David Darriba Pérez
El viento levanta dolor de cabeza
Era inimaginable tanto viento, al menos para él acostumbrado como estaba a un clima de bonanza. Progresó a contracorriente del aire, agarrándose a lo que pudo encontrar por el camino, pues literalmente se lo llevaba igual que a una pluma. Se cruzó con un caniche que rodaba a una velocidad de vértigo en sentido contrario a él: lo mismo que una bola de papel o esas otras que salen en las películas del oeste americano. El pobre animalejo fue a estamparse contra una pared, esparciendo por ella sus pequeños sesos.
Pronto se despegaron y continuaron camino junto a su dueño. "Esto se pone crudo", pensó sin soltarse de una farola verde llena de pintadas. «¿Qué opciones tengo de llegar a la boca del Metro?», se preguntó. Quedaba doblando la esquina, apenas a unos segundos; pero no había nada cercano donde sujetarse. En ésas andaba cuando mirando hacia el cielo observó acercarse una gran espiral por la que giraban objetos de todo tipo. No tardó mucho en arrancar la farola de cuajo, siendo engullido junto a ella como una mosca por una rana.
Allí arriba vio dando vueltas a su profesor de kung-fu, un tipo bajito aunque fornido y con cara de pocos amigos al que por cierto le debía el recibo del último mes. Daba la impresión de hallarse meditando, pero, en realidad, no tenía cosa mejor en la que ocupar su tiempo que poner la mente en blanco y dejarse llevar.
—Vaya, maestro, tú por aquí —le dijo—. Es una situación terrible. ¿Crees que conseguiremos salir bien parados?
—Siento decirte —contestó—, que me veo incapaz de darte consejo alguno. Únicamente he vivido una experiencia similar en las islas…

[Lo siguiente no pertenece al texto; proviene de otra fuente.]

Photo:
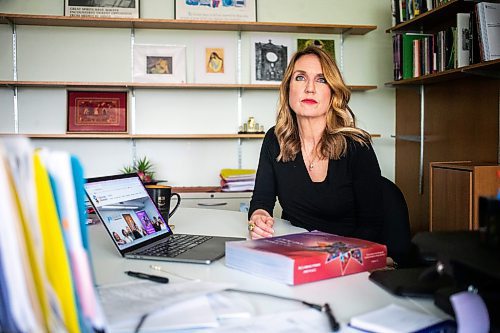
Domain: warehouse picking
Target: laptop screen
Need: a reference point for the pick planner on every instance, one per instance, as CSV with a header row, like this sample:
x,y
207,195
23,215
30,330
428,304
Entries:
x,y
124,206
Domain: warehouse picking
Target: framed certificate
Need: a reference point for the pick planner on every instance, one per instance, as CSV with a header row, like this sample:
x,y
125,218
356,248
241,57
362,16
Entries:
x,y
97,112
102,8
216,10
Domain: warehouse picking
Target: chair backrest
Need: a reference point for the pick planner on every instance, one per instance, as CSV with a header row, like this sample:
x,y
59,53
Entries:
x,y
396,228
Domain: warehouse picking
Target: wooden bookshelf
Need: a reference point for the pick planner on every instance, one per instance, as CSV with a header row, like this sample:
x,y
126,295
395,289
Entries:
x,y
126,85
141,136
487,68
434,17
450,115
142,23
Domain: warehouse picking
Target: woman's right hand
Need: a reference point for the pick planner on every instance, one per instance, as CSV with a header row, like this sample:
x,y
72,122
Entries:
x,y
261,224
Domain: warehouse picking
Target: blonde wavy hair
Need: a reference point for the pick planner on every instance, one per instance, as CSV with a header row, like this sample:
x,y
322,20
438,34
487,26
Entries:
x,y
340,121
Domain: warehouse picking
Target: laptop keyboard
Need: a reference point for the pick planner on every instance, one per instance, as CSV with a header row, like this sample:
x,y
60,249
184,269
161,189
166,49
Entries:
x,y
175,245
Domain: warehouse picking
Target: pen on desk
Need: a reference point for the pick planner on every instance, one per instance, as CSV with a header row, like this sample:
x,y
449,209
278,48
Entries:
x,y
334,324
154,278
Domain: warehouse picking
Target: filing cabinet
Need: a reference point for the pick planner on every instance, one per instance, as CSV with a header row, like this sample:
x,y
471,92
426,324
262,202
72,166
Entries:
x,y
454,193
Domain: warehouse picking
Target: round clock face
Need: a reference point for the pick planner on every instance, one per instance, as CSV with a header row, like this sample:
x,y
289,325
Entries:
x,y
271,56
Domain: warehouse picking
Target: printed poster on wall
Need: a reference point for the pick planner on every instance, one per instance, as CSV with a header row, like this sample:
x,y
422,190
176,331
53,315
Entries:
x,y
216,10
102,8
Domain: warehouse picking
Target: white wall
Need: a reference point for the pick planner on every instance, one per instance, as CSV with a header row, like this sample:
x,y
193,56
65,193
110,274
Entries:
x,y
96,54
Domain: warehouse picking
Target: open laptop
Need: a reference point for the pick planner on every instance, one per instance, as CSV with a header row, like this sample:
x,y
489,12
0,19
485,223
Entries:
x,y
137,228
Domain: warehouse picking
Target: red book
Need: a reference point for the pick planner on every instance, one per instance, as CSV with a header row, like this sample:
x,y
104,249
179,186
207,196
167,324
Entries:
x,y
305,257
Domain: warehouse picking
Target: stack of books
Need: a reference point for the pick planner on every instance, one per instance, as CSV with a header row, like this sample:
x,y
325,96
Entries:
x,y
237,180
305,257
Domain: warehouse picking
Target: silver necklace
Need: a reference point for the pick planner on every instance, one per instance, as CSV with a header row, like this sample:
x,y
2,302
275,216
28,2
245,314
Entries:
x,y
310,161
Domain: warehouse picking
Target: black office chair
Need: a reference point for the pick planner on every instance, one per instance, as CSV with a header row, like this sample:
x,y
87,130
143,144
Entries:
x,y
396,233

Y en ese momento lo perdió de vista. Sólo alcanzó a ver de forma fugaz ascender su figura. Al igual que si se tratase de uno de esos dibujos manga, parecía rasgar el horizonte. Se quedó con las ganas de escuchar la historia por si sacaba algo en claro sobre ella. Entretanto, no se soltaba de la farola por lo que pudiera pasar; nunca se sabe hasta qué punto nos puede resultar útil una farola ante un suceso de tales características y él aparentaba cabalgar sobre ella hasta domarla.

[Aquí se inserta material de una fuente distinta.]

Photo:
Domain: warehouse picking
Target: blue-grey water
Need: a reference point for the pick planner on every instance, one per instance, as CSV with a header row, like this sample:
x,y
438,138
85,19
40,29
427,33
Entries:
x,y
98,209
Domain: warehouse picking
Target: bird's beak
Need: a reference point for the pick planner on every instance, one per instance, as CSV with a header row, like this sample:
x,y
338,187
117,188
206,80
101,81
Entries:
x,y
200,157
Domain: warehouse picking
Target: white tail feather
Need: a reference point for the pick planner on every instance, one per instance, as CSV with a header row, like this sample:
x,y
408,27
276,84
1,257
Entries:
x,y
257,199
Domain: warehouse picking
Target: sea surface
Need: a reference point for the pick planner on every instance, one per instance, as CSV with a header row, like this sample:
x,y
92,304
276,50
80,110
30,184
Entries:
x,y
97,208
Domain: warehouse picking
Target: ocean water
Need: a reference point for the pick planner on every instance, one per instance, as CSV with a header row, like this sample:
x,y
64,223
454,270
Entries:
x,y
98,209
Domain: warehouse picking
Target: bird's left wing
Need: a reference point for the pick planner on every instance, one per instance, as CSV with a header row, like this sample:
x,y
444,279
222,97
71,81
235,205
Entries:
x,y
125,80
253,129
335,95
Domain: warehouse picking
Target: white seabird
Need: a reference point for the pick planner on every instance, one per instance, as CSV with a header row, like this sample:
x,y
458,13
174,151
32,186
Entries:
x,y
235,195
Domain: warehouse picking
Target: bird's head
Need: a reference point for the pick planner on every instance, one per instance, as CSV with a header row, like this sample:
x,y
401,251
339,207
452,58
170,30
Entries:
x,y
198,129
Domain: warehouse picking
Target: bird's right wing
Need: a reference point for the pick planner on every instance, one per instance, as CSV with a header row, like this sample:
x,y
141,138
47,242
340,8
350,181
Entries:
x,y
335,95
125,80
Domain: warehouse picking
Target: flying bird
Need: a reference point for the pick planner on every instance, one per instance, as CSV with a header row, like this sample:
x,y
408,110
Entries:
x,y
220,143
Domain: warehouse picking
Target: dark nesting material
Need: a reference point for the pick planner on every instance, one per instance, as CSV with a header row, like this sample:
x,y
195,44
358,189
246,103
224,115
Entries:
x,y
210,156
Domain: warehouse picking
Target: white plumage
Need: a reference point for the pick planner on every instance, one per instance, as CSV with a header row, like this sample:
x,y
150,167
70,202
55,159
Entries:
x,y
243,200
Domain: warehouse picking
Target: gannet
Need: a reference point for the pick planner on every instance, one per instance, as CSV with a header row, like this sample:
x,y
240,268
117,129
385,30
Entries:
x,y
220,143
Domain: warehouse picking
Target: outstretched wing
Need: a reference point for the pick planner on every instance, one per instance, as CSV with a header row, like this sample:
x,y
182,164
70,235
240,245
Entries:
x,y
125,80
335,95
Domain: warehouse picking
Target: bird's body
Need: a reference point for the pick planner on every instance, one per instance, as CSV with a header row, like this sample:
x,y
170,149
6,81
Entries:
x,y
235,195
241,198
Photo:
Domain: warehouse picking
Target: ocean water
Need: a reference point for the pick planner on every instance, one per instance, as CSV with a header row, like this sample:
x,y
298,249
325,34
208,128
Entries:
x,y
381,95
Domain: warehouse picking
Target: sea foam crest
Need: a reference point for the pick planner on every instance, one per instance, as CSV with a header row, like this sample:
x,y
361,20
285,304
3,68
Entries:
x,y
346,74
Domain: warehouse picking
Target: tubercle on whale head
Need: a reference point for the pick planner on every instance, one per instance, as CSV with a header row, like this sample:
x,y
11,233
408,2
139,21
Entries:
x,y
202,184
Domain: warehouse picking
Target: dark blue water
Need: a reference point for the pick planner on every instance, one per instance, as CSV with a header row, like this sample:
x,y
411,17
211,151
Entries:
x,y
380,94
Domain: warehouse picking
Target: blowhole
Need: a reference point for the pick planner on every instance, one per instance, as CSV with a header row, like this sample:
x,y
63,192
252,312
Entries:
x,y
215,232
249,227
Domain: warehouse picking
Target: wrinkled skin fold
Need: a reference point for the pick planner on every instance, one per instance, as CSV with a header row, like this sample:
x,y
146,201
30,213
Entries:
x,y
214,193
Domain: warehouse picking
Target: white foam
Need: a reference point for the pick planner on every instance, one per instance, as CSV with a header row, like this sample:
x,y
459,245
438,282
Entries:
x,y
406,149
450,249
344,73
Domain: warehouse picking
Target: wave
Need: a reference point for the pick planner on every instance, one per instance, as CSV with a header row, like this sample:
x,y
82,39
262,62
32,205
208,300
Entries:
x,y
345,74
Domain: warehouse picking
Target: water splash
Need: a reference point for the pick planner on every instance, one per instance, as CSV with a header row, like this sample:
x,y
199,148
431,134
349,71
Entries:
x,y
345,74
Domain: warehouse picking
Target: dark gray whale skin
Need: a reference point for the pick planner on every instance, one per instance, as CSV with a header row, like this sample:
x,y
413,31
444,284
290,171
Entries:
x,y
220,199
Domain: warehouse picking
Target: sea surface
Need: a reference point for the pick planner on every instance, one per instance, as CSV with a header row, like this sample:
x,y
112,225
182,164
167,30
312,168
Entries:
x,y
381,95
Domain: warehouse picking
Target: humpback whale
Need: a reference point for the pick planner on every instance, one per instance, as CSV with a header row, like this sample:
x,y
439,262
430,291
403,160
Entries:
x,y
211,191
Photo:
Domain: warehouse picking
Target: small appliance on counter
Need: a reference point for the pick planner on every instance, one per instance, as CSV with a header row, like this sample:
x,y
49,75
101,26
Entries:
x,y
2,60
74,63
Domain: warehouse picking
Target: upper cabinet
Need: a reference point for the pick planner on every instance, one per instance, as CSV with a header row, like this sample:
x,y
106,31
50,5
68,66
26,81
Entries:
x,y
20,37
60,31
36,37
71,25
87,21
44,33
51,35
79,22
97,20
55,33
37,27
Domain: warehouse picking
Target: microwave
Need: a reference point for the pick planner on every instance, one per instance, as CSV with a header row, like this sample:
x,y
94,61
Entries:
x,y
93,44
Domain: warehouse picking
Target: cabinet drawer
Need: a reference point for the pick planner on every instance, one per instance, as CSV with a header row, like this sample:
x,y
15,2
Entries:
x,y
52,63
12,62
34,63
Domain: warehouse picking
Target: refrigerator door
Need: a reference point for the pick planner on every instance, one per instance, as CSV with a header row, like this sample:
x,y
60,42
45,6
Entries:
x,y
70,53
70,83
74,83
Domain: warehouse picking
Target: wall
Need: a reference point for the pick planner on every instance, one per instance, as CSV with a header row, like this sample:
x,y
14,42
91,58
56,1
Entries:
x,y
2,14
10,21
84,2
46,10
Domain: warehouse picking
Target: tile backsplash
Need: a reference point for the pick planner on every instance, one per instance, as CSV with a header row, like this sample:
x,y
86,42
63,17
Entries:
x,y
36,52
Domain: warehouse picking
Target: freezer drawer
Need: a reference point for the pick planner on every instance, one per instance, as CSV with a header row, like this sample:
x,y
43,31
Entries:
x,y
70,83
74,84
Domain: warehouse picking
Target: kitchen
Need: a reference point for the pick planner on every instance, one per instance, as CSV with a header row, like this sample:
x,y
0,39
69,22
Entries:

Así viajó gran parte del día. Cansado, algo aburrido y echando de menos su cama, emitía constantes bostezos. Los brazos le pesaban y ya se hacían notar unas molestas agujetas, hasta que advirtió cómo aquel torbellino empezó a perder fuelle a modo de un globo al que se le escapa el aire. Todavía permaneció unas cuantas horas en esta nueva fase en la que casi rozaba el suelo, cuando presintiendo un inminente fin de su existencia, se asió con fuerza a la farola que salió despedida a tierra donde terminó clavada. Por el camino dejó en libertad al caniche, a sus sesos, a una lavadora de las buenas, a una tostadora y a otros objetos inútiles. Mientras, el torbellino se alejaba, donde moriría en algún sitio más remoto que aquél.

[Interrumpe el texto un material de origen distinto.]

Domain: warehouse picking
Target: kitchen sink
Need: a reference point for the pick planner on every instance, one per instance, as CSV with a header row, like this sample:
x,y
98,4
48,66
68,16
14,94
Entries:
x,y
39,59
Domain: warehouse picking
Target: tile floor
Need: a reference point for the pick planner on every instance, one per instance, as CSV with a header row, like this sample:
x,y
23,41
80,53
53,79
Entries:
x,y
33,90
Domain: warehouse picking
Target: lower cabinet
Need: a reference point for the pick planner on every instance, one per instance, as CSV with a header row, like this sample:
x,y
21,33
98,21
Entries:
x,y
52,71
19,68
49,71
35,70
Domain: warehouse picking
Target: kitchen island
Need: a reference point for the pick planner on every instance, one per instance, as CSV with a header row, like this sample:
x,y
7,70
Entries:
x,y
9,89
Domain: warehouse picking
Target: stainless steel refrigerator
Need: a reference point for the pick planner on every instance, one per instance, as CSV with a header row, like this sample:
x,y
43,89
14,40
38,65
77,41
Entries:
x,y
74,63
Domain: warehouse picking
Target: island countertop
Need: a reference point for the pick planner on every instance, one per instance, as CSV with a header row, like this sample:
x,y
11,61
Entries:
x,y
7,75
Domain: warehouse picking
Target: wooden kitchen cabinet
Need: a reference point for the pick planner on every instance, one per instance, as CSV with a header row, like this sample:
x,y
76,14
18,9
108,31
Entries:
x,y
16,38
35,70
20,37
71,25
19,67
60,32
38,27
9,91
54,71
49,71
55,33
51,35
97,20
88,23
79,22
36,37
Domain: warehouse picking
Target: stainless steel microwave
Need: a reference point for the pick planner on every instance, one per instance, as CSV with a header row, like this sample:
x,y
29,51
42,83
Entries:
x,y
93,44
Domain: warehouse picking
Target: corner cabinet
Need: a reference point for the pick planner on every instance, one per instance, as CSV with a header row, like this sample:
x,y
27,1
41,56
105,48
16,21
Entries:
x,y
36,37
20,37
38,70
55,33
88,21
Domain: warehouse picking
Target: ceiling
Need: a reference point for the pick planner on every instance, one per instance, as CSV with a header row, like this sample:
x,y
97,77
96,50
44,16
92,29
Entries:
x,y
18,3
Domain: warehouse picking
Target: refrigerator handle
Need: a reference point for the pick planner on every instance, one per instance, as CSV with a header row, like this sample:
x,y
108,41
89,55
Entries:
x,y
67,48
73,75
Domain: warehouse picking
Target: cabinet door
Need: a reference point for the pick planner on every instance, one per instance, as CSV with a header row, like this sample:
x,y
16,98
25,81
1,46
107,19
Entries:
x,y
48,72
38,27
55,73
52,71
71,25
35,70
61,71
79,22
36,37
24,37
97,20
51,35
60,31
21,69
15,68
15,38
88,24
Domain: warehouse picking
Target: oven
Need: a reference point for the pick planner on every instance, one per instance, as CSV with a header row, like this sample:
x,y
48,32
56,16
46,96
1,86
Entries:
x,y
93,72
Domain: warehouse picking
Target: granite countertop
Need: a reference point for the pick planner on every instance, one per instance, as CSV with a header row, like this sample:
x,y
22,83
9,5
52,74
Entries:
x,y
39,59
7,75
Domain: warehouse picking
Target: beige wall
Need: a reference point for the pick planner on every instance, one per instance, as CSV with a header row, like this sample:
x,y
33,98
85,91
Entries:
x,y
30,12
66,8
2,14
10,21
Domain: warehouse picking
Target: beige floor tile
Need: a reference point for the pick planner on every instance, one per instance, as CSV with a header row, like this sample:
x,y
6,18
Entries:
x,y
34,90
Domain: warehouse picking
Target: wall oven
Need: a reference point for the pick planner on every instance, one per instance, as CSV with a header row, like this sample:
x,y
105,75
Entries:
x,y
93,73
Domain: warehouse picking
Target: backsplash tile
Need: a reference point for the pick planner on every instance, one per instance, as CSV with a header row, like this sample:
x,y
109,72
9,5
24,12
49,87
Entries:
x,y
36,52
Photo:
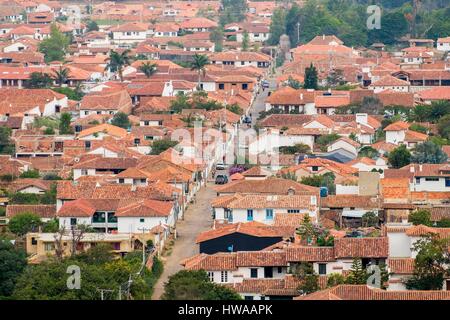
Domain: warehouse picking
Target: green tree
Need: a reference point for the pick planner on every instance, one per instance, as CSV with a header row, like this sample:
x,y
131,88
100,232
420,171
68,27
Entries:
x,y
428,152
430,266
358,274
148,69
277,26
306,230
335,279
324,140
38,80
399,157
245,41
162,145
444,126
195,285
293,83
72,94
121,120
23,223
235,108
64,123
61,76
54,48
311,78
51,226
420,216
99,269
309,280
369,152
117,61
13,262
370,219
49,131
199,64
6,145
92,26
216,36
30,174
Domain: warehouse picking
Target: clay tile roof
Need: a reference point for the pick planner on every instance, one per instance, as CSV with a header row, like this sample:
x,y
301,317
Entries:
x,y
401,265
397,126
414,136
260,259
363,292
310,254
272,201
389,81
146,208
253,228
437,93
77,208
344,201
42,210
213,262
288,219
349,141
268,186
361,247
256,171
108,128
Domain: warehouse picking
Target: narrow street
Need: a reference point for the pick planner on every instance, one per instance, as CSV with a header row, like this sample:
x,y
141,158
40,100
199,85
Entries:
x,y
197,219
259,102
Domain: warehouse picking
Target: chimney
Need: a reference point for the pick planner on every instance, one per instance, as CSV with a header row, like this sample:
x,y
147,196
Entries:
x,y
361,118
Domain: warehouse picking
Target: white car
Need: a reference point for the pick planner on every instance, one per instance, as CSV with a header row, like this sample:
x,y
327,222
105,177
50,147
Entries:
x,y
221,166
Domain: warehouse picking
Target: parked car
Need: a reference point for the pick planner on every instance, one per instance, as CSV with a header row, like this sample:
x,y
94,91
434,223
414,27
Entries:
x,y
247,119
221,179
221,166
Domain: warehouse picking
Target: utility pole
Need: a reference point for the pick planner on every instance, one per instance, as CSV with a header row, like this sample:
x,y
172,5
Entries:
x,y
143,229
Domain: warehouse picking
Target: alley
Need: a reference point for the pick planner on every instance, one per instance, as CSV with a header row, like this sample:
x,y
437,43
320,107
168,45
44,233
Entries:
x,y
197,219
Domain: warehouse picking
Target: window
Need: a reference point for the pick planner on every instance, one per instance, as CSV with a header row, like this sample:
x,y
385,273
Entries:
x,y
268,272
249,215
224,276
322,268
269,214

A pesar de todo, el cambio no resultó tan malo. Allí permaneció haciendo malabares para no caer, en un lugar paradisíaco lleno de palmeras y rodeado de mar y del cual sospechó se hallaba desierto. Si era así no tendría problema en sobrevivir; de algo deberían servirle tantos años consumiendo reality shows de los que fue un depredador nato hasta que se puso en manos del psicólogo. Descendió con cuidado. Sus movimientos, tan graciosos como los de un escarabajo, hubieran causado risa de ser vistos por alguien. Pisó la arena y admirando a una luna que daba la bienvenida al sol, quedó dormido poco tiempo después de recostarse, un tanto acurrucado por la temperatura que no llegaba a ser fría, pero incitaba de manera involuntaria a tal gesto de su cuerpo. El sonido tranquilizador del oleaje aún era apercibido por sus oídos hasta que su azote acabó diluyéndose sin saber el instante preciso en el que se apagaba definitivamente. Justo lo que necesitaba en aquel momento, un descanso reconfortante y reparador.